/performance-analyzer-rca

The Performance Analyzer RCA is a framework that builds on the Performance Analyzer engine to support root cause analysis (RCA) of performance and reliability problems for OpenSearch instances.

Primary LanguageJavaApache License 2.0Apache-2.0

Java CI codecov Documentation Chat PRs welcome!

OpenSearch Performance Analyzer RCA

The Performance Analyzer RCA is a framework that builds on the Performance Analyzer engine to support Root Cause Analysis (RCA) of performance and reliability problems in OpenSearch clusters. This framework executes real time root cause analyses using Performance Analyzer metrics. Root cause analysis can significantly improve operations, administration and provisioning of OpenSearch clusters, and it can enable OpenSearch client teams to tune their workloads to reduce errors.

RCA Overview

The RCA framework is modelled as a distributed data-flow graph where data flows downstream from the leaf nodes to the root. Leaf nodes of the graph represent Performance Analyzer metrics on which intermediate computations are performed. The intermediate nodes can be RCAs or other derived symptoms which helps in computation of the final RCA. The framework operates on a single analysis graph which is composed of multiple connected-components. Each connected component contains one top-level RCA at its root.

Terminologies

DataStream a.k.a FlowUnit: A flow-unit is a data object that is exchanged between nodes. Each unit contains a timestamp and the data generated at that timestamp. Data flows downstream from the leaf nodes to the root.

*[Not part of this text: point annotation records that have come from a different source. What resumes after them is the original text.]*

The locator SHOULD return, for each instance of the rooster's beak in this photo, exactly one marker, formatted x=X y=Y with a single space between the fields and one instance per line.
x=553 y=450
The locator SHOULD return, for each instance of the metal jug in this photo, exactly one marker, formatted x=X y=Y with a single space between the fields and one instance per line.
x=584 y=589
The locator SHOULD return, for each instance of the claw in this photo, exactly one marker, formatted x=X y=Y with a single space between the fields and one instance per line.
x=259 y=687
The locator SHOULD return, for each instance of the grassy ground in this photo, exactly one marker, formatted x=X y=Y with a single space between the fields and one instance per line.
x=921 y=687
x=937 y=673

RCA: An RCA is a function which operates on multiple datastreams. These datastreams can have zero or more metrics, symptoms or other RCAs.

Symptom: A symptom is an intermediate function operating on metric or symptom datastreams. For example - A high CPU utilization symptom can calculate moving average over k samples and categorize CPU utilization(high/low) based on a threshold. A symptom node typically outputs a boolean - presence(true) or absence(false) of a symptom.

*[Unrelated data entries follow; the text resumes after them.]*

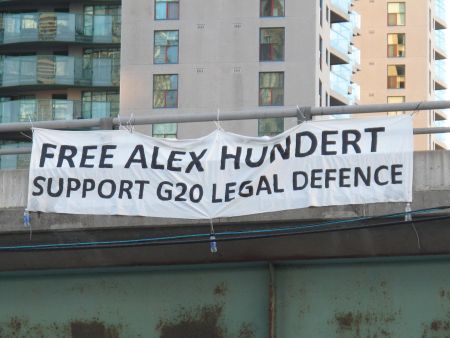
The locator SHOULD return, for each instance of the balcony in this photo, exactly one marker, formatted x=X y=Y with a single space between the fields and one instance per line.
x=47 y=110
x=340 y=43
x=51 y=27
x=340 y=89
x=440 y=14
x=440 y=73
x=53 y=71
x=440 y=41
x=340 y=10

Metrics: Metrics are typically served as continuous datastreams to downstream nodes in the graph from Performance Analyzer (PA). The RCA framework can also be extended to pull custom metrics from other data sources.

Components

Framework: The RCA runtime operates on an AnalysisGraph. You can extend this class and override the construct method to build your own RCAs. You should specify the path to the class in the analysis-graph-implementor section of config/opensearch-performance-analyzer/rca.conf. The addLeaf and addAllUpstreams helper methods are useful when you define the dependencies between nodes of the graph.

Scheduler: The scheduler invokes the operate method on each graph node in topological order as defined in the AnalysisGraph. Nodes with no dependencies can be executed in parallel. Use flow-units to share data between RCA nodes instead of shared objects to avoid data races and performance bottlenecks.

Networking: The networking layer handles RPCs for remote RCA execution. If a host depends on a remote datastream for RCA computation, it subscribes to the datastream on startup. Subsequently, the output of every RCA execution on the upstream host is streamed to the downstream subscriber.

WireHopper: Interface between the scheduler and the networking layer to help in remote RCA execution.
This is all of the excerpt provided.